Pour le moment, les principaux gisements de gaz développés ou en production sont localisés en majorité au niveau du domaine minier égyptien et israélien, et secondairement chypriote. Les trois gisements dénommés Aphrodite, Léviathan et Zohr regroupent ainsi à eux seuls des réserves prouvées de 1 140 m3, et couvriraient à eux trois, ces gisements couvriraient plus des deux-tiers des réserves prouvées de la Méditerranée orientale. Mais le potentiel gazier ultime du bassin serait beaucoup plus important, et les dernières découvertes faites surtout en Egypte sont en train de placer ce bassin gazier partagé par plusieurs pays au centre d’immenses intérêts autour des investissements nécessaires :
- Au développement des réserves découvertes.
- A la construction des infrastructures de transport ou de liquéfaction, et d’exportation vers le marché européen, ou alors le renforcement des infrastructures existantes en Egypte, mais insuffisantes par rapport au niveau de production pouvant être atteint à moyen terme.
Mais ces perspectives font face à des enjeux géopolitiques parfois complexes.
- Pour le moment, seul le domaine minier offshore de l’Egypte comporte des volumes de réserves, et des infrastructures pouvant justifier par exemple la construction d’un gazoduc « EastMed » qui pourrait au passage prendre en charge une partie des autres productions israéliennes ou chypriotes, ou encore le renforcement des capacités de liquéfaction égyptiennes. Les pays concernés (Egypte, Chypre, Grèce, et Israël) ont ainsi ratifié une charte sur le Forum du gaz de la Méditerranée orientale (FEMG)auquel se sont joints l’Italie, la France, la Palestine et la Jordanie, ce qui a surtout renforcé les liens entre Chypre et l’Egypte dont les capacités de production et la position en Méditerranée lui permettent ainsi d‘aspirer à devenir le futur hub d’exportation gazière dans la région. L’Egyptea d’ailleurs signé en Juin 2022 un accord avec Israël permettant à ce pays de transférer une partie de sa production gazière vers les unités de liquéfaction égyptiennes avant son exportation en GNL vers l’Europe.

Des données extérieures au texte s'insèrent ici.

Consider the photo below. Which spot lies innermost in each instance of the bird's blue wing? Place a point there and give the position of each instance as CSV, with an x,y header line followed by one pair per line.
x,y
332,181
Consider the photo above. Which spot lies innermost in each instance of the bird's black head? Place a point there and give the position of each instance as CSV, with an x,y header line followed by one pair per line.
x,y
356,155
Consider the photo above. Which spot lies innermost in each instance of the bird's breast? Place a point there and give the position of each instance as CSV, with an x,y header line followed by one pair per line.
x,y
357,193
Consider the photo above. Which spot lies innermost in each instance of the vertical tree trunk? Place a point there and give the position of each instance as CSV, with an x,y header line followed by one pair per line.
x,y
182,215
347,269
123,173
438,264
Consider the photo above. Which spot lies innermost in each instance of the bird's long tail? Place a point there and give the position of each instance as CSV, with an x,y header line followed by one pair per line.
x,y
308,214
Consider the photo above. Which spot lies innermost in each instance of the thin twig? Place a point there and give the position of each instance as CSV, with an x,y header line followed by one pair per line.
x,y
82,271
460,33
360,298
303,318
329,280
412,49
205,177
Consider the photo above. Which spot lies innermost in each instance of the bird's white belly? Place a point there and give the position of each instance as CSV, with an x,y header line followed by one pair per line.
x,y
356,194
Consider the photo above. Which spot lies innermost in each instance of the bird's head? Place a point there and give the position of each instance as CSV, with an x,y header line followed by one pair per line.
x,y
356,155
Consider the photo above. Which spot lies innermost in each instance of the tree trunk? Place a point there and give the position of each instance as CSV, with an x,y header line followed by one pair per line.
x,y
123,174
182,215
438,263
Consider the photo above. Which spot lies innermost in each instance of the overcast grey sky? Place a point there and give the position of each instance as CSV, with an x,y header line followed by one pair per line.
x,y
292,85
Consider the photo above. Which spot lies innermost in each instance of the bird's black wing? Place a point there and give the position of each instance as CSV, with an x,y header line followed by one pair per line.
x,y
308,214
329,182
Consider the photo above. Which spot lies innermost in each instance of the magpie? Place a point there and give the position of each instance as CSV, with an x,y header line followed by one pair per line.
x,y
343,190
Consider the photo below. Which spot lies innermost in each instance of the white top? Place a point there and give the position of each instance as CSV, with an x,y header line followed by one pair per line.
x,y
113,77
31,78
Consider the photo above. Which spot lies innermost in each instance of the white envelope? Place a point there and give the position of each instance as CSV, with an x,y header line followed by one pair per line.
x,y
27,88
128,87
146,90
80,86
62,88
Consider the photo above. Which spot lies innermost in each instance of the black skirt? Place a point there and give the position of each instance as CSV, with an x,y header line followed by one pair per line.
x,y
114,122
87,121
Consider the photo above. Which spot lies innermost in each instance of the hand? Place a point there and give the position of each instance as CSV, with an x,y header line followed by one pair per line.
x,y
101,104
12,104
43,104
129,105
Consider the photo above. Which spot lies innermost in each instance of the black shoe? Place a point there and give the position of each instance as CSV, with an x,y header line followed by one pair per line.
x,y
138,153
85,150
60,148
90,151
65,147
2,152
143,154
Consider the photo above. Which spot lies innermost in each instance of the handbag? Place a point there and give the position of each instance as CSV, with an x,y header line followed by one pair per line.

- Dans sa partie Nord, le Bassin du Levant comporte un domaine minier pouvant receler des réserves gazières entre Israël, le Liban, et la Syrie. Mais là aussi, le contentieux frontalier entre Israël et le Liban n’est pas réglé malgré la médiation des USA en cours.
- Enfin vers le Nord-Est de Chypre, il va falloir tenir compte de la Turquie qui mise non seulement sur son positionnement dans ce bassin, mais aussi son récent accord avec la Libye sur la délimitation de zones offshore communes, par où devrait transiter « l’East Med », en direction de la Grèce ou de l’Italie, principale porte d’entrée vers l’Europe. Cet accord a déjà entrainé de vives contestations de la part des pays voisins (Grèce, Chypre et Egypte).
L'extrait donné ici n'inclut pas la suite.